In the end, they decided to buy a tool, “because the time to build internally was daunting but the price to buy was attractive,” says O’Toole. They found an off-the-shelf product that had all the features they were seeking, she says.
The size and complexity of their organization led the project team to decide to roll out the project in phases, and careful consideration was made in selecting the departments that would go first. “We thought it was prudent to start small … and improve and learn as we went,” says O’Toole. The project team also elected for a more cautious approach, deciding to use the tool in the beginning to inform patients of their financial responsibility “and not go gangbusters and collect.”
Adds O’Toole, “You want to make sure whatever you do is not an affront to the patient. You’re trying to increase patient satisfaction, not reduce it.”
Accuracy, accuracy, accuracy
One of the biggest challenges for a patient cost estimating tool is accuracy.
Once you overcome the technical challenges of integrating the tool with internal systems (such as chargemaster, which according to Messinger was not easy), it becomes all about testing. According to Messinger, a tremendous amount of resources and time has been spent on quality assurance, making sure the estimates are as accurate as possible.

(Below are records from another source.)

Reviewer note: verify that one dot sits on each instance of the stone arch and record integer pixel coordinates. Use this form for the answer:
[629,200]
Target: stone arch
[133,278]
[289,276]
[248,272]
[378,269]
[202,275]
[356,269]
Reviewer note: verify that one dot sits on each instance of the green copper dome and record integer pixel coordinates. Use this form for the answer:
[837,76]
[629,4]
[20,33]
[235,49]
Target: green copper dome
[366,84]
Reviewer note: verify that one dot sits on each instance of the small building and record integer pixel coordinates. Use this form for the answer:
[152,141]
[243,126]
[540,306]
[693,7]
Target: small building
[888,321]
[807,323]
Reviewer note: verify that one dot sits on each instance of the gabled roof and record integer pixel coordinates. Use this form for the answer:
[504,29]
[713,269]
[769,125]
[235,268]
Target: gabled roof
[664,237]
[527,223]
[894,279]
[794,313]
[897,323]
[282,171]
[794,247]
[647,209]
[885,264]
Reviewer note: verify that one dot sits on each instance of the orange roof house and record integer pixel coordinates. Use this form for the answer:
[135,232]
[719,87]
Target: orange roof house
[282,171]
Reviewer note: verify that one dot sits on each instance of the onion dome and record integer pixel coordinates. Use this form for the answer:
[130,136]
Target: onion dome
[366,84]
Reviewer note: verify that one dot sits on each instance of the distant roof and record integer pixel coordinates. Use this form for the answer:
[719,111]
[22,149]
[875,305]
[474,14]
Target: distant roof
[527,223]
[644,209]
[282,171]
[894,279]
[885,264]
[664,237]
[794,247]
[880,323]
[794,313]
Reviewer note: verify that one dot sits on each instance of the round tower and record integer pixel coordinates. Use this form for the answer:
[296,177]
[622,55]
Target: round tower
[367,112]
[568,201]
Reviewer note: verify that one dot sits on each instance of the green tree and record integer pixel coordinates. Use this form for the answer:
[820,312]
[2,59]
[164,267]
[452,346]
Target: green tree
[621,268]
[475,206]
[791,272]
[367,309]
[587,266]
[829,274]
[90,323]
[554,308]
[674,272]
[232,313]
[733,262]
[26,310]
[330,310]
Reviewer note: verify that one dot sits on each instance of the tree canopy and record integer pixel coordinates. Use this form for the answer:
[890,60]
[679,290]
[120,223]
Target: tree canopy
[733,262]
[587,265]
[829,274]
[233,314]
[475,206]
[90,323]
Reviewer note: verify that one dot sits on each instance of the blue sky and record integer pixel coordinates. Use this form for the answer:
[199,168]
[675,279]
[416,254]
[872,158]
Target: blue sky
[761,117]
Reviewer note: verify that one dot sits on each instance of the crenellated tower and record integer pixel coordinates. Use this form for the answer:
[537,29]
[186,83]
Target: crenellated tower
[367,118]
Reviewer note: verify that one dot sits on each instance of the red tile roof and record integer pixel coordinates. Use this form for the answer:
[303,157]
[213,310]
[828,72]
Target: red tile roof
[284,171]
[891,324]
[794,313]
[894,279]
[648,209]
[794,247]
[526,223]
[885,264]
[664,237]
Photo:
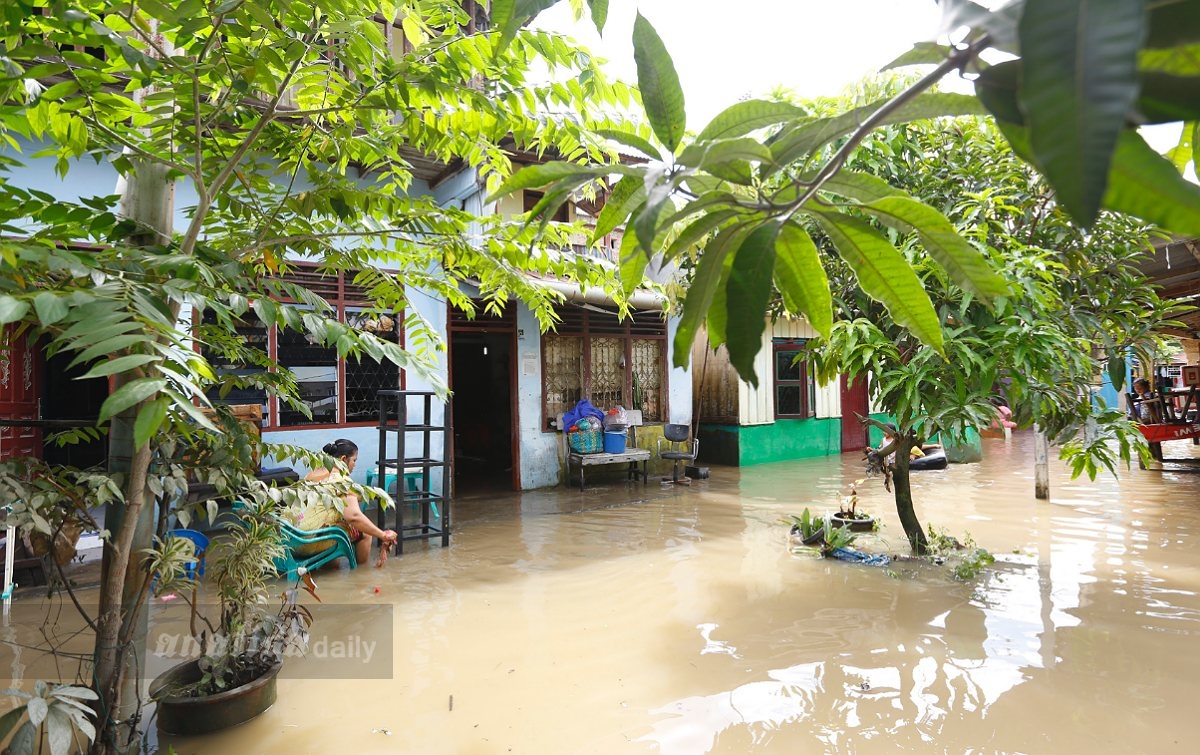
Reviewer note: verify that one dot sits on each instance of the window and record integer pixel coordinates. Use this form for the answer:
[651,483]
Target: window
[336,391]
[610,361]
[795,393]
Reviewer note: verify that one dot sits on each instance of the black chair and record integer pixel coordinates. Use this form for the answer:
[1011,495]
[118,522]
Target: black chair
[675,445]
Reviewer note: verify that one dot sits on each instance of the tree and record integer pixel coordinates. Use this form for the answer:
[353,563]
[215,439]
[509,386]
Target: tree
[1069,108]
[295,125]
[1077,306]
[761,185]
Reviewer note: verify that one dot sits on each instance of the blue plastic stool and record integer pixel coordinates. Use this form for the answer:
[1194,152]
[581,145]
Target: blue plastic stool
[412,485]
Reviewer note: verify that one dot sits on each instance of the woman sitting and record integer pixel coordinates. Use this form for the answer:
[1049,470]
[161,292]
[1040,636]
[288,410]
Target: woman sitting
[351,517]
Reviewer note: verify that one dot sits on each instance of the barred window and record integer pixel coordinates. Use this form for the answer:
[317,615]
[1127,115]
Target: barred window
[607,360]
[795,393]
[335,390]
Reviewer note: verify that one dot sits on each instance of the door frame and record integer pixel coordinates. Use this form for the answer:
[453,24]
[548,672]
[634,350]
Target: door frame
[504,324]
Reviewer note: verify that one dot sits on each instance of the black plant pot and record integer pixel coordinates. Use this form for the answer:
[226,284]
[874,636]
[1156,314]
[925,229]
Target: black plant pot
[856,525]
[199,715]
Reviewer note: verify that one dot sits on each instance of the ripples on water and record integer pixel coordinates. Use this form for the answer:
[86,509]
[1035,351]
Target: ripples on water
[629,619]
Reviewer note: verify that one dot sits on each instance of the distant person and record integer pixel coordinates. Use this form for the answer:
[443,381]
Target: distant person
[1145,407]
[324,514]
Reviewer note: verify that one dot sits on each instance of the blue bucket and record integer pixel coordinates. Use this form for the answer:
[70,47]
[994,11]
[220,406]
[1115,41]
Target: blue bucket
[615,443]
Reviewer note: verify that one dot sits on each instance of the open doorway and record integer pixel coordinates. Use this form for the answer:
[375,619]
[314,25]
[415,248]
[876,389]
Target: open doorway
[67,401]
[481,377]
[853,405]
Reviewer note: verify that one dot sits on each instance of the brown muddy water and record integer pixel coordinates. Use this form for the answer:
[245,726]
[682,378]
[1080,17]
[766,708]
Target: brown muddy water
[678,621]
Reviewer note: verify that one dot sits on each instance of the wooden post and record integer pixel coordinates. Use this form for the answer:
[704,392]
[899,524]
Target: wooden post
[1041,465]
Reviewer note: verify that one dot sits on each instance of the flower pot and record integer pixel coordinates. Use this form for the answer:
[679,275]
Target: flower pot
[864,523]
[201,715]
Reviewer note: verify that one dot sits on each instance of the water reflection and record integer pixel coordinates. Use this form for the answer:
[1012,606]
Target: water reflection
[677,621]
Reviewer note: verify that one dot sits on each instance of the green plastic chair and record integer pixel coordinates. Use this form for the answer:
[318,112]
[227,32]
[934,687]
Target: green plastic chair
[295,538]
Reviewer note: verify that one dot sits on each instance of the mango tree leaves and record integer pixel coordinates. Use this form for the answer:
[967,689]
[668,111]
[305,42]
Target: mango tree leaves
[942,241]
[1079,82]
[747,117]
[659,83]
[703,287]
[808,136]
[745,298]
[1146,185]
[801,277]
[883,274]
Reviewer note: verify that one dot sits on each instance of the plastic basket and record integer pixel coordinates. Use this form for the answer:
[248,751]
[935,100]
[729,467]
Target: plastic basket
[586,441]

Concern about accuracy and its impact on patients also contributed to the decision to not collect balances in advance of treatment. “We wanted to get the reaction from patients and departments to see if estimates help with dissatisfaction,” O’Toole says.
Beth Israel Deaconess initially launched its project in the obstetrics department because the lead time was by far the most generous and would enable the project team to fine-tune the accuracy. Over the course of their respective treatments patients will receive two estimates, the first at their initial scheduling session, and a second, revised estimate 32 weeks into their pregnancy. According to Messinger, the patient estimating tool went live in May, and today is producing 80 estimates per week.